In this time of heated rhetoric and political ambition that splits the country into antagonistic factions, it is good to be reminded that this is hardly the first time for Americans. As Adolf Hitler rose to power in the 1930s, many around the world saw him and the Nazi Party as the wave of the future. He was admired by some in America and elsewhere as the man who brought order and prosperity back to Germany after the tragedy of World War I and the crushing effects of the Versailles Treaty. So what if Jews were marginalized, Gypsies persecuted and homosexuals jailed? This was a time of rampant hatred of the other in Germany and across the globe. In America, racial segregation of Blacks, Latinos and Asians was the norm. Purifying the population by enforced sterilization of undesirables— the insane, the degenerate, the immoral, the feebleminded—was practiced in California and elsewhere. The Human Betterment Foundation of Pasadena proudly claimed to have sterilized 10,000 people. This movement found admirers in Adolf Hitler and his Nazis. Sterilization was too tame for them; why not just exterminate those who were deemed inferior and beneath regard.
The Nazis had their admirers in the United States, famously Henry Ford, Charles Lindbergh and Father Coughlin. Right up to December 7, 1941, there were many who enthusiastically saw Hitler as the inevitable leader of a new world order. This is the dramatic hook of Laurel M. Wetzork’s new play Blueprint for Paradise, presented by The Athena Cats and now in production at the Hudson Theatres. Ms. Wetzork crafts fictional characters into the real life story of how renowned African American architect Paul Revere Williams came to design a 40,000 square foot mansion on a Pacific Palisades ranch that was meant as a compound and training ground for Fascist sympathizers. The bombing of Pearl Harbor brought an end to the project

In Act I, it is November, 1941 and the story centers on Mrs. Clara Taylor (Meredith Thomas), a wealthy heiress married to her businessman husband Herbert (David Jahn), who is more than cozy with a slick German Nazi, Wolfgang Schreiber (Peter McGlynn), and his vile, American-racist cohort, Ludwig Gottschalk (Steve Marvel). Clara is a brittle woman, flighty and overwrought most of the time as she deals with her immigrant servants—Chinese-born maid Fen “Fenny” Gao (Ann Hu) and the Italian houseman Alessandro Farnese (Alex Best). Her life consists of managing her Hancock Park house and attending meetings of likeminded women’s groups. Under the influence of her domineering husband, she expresses all of the disdainful upper crust attitudes of her social class. When plans for the fascist compound are shown to be woefully defective, she finds the work of Paul R. Williams (Regi Davis) admirable and convinces her husband and his associates that he is the man for the job. When he shows up, of course, she is flabbergasted. He is a NEGRO! Her husband is outraged when he meets the architect, but oddly, Wolfgang Schreiber smoothly accepts the architect. End of Act I

In Act II, the time is the afternoon of December 6, 1941 and a climax is in sight. The play shifts into the more melodramatic mode of a thriller. Under the influence of Williams, Clara’s thoughts are changing. A backstory uncovers a marriage fraught with tragedy and spousal abuse. In conversation with Williams, she is revealed to have the questing mind of a library maven. Alessandro turns out to be more than he seems and Fenny, as played by Ms. Hu, the most sympathetic character in the play, expresses ambitions beyond those of a domestic.

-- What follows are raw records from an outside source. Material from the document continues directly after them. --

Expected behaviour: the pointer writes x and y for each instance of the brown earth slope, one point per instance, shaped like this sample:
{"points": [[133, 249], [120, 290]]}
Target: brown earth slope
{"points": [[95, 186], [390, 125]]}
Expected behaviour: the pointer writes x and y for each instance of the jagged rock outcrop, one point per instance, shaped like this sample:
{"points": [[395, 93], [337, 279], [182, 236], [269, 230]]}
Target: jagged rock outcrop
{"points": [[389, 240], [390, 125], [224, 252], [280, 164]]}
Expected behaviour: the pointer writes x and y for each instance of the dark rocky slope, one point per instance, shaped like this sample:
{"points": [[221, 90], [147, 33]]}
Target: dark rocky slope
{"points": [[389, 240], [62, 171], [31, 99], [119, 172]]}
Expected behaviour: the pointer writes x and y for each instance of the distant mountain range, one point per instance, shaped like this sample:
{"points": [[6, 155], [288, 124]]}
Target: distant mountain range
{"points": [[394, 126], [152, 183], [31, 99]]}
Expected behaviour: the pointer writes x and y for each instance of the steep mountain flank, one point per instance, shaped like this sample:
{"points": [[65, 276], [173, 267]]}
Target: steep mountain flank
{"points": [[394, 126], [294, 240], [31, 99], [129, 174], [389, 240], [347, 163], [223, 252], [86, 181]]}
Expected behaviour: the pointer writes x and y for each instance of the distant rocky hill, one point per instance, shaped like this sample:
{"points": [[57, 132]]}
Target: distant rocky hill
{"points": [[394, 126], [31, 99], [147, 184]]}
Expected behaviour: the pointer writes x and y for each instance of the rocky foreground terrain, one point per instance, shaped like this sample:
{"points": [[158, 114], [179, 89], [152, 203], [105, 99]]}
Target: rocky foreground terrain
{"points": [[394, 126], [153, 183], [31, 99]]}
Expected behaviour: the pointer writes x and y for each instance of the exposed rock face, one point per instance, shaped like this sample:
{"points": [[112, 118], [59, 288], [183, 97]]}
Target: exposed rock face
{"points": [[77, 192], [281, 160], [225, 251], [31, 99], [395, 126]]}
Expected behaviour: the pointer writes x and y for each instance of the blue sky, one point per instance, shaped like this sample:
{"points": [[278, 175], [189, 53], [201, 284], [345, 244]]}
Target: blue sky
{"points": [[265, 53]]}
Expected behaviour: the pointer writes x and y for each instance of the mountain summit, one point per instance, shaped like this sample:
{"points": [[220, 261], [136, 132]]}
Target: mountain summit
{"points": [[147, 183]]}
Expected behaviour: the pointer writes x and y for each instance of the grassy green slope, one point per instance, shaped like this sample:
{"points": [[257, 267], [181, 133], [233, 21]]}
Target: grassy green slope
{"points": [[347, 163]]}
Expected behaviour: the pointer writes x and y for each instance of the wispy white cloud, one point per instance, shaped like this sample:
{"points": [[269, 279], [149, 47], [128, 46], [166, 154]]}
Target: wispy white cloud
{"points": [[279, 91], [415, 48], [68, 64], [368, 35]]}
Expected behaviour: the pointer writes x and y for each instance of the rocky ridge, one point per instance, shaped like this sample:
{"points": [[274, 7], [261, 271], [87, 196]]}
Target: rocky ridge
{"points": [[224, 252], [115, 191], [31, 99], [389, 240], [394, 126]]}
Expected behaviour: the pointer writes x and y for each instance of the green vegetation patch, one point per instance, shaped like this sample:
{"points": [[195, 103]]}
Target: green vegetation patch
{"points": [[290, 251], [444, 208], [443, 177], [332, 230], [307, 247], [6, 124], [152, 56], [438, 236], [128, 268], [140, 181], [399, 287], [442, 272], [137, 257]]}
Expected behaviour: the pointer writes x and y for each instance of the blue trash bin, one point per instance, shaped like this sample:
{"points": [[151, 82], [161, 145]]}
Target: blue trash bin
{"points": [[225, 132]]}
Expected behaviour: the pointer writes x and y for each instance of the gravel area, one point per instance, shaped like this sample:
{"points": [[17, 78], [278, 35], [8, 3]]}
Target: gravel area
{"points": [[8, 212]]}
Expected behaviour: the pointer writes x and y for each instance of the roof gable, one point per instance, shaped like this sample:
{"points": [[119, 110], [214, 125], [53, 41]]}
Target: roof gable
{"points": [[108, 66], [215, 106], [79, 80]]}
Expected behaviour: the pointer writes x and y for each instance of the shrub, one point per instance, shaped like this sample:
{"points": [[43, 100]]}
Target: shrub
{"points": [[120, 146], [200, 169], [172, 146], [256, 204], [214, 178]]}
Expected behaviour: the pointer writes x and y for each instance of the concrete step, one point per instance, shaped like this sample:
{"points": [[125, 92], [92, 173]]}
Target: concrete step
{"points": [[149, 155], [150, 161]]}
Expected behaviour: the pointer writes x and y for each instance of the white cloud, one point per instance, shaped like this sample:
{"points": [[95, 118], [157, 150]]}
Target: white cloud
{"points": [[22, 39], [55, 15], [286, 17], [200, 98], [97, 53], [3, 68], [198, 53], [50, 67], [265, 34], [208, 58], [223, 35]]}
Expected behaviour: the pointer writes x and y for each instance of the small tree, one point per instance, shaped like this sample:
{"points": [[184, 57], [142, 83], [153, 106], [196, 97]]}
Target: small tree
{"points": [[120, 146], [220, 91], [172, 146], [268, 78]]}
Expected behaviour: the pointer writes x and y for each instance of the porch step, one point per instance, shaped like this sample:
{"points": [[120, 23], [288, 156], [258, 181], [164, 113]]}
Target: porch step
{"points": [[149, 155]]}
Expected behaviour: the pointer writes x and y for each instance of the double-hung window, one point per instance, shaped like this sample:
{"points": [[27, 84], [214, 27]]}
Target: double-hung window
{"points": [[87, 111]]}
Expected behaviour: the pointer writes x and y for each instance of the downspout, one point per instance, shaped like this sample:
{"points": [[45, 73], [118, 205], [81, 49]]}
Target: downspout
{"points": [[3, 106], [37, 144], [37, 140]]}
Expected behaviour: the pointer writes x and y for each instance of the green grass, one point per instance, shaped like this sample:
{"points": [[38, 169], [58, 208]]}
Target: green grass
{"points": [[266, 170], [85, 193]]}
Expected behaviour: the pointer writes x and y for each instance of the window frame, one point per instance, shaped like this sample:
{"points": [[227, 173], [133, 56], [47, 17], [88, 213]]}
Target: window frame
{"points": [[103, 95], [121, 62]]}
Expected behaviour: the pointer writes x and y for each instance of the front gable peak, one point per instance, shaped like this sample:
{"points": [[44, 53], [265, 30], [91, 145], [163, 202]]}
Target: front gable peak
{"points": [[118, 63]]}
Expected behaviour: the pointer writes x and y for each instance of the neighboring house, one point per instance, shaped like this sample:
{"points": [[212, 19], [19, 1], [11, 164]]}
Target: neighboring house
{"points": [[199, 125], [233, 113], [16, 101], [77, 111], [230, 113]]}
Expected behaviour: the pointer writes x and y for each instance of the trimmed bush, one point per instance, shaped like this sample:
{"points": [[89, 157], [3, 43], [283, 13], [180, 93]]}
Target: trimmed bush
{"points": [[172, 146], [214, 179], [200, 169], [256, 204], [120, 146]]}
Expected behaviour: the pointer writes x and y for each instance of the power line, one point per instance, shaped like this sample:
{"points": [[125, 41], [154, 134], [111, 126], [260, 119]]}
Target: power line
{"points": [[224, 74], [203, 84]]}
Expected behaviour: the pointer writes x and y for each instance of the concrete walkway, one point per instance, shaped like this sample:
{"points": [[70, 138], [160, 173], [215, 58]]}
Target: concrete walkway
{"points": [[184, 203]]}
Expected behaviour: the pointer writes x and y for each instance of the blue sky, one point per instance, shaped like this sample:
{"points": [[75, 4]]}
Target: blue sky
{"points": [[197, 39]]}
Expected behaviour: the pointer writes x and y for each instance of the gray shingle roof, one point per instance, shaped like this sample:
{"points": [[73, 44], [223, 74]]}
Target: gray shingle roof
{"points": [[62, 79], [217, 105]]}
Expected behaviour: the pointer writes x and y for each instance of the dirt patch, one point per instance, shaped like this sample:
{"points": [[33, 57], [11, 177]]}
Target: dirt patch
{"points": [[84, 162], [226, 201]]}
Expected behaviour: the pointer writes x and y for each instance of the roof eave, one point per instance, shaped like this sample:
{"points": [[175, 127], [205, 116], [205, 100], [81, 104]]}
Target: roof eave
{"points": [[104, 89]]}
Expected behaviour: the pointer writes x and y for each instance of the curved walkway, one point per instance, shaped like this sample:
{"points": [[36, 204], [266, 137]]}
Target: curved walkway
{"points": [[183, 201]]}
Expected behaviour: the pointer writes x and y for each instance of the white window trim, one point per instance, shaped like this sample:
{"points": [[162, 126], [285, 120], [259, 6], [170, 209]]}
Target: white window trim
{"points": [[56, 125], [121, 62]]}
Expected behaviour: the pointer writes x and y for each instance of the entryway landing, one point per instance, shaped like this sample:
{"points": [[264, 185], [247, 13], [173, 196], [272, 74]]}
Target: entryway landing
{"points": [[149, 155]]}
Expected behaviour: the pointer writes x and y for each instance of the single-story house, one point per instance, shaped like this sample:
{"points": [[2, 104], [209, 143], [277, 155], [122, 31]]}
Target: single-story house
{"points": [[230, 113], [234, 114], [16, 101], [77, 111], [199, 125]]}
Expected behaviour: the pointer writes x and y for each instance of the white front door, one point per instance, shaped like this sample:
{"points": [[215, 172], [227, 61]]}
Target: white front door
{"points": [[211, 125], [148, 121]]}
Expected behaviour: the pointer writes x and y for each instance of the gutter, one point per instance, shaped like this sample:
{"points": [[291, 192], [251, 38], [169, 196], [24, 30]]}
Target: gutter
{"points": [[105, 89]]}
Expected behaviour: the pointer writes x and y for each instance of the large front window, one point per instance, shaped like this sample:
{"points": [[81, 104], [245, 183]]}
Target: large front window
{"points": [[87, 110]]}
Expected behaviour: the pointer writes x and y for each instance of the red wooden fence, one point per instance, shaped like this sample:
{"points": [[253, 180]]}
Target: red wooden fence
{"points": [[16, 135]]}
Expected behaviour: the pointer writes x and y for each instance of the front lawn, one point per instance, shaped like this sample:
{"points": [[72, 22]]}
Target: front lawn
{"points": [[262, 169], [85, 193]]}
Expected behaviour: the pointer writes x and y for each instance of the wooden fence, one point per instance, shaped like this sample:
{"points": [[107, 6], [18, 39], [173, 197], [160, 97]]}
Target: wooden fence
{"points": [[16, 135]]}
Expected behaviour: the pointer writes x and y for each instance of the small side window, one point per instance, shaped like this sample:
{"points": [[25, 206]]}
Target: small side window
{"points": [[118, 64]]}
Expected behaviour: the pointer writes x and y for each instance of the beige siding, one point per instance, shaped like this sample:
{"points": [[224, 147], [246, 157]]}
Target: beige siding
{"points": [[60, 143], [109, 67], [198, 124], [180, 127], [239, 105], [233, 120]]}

Blueprint for Paradise is an interesting, entertaining show. The characters, however, are two-dimensional. The Nazi and his American yokel pal are types from “central casting.” The husband with his facile veneer is written to be loathsome and he is. Only Fenny is a fully rounded character. Her life is precarious as an Asian immigrant and her humanity bursts through in all of her scenes. I can’t fault the actors, solid pros all of them. If there is a problem, it is in the script and the direction. With its themes and relevance, I think there is more to be gotten here.
Blueprint for Paradise continues through September 4 at the Hudson Theatres, 6539 Santa Monica Blvd., Los Angeles.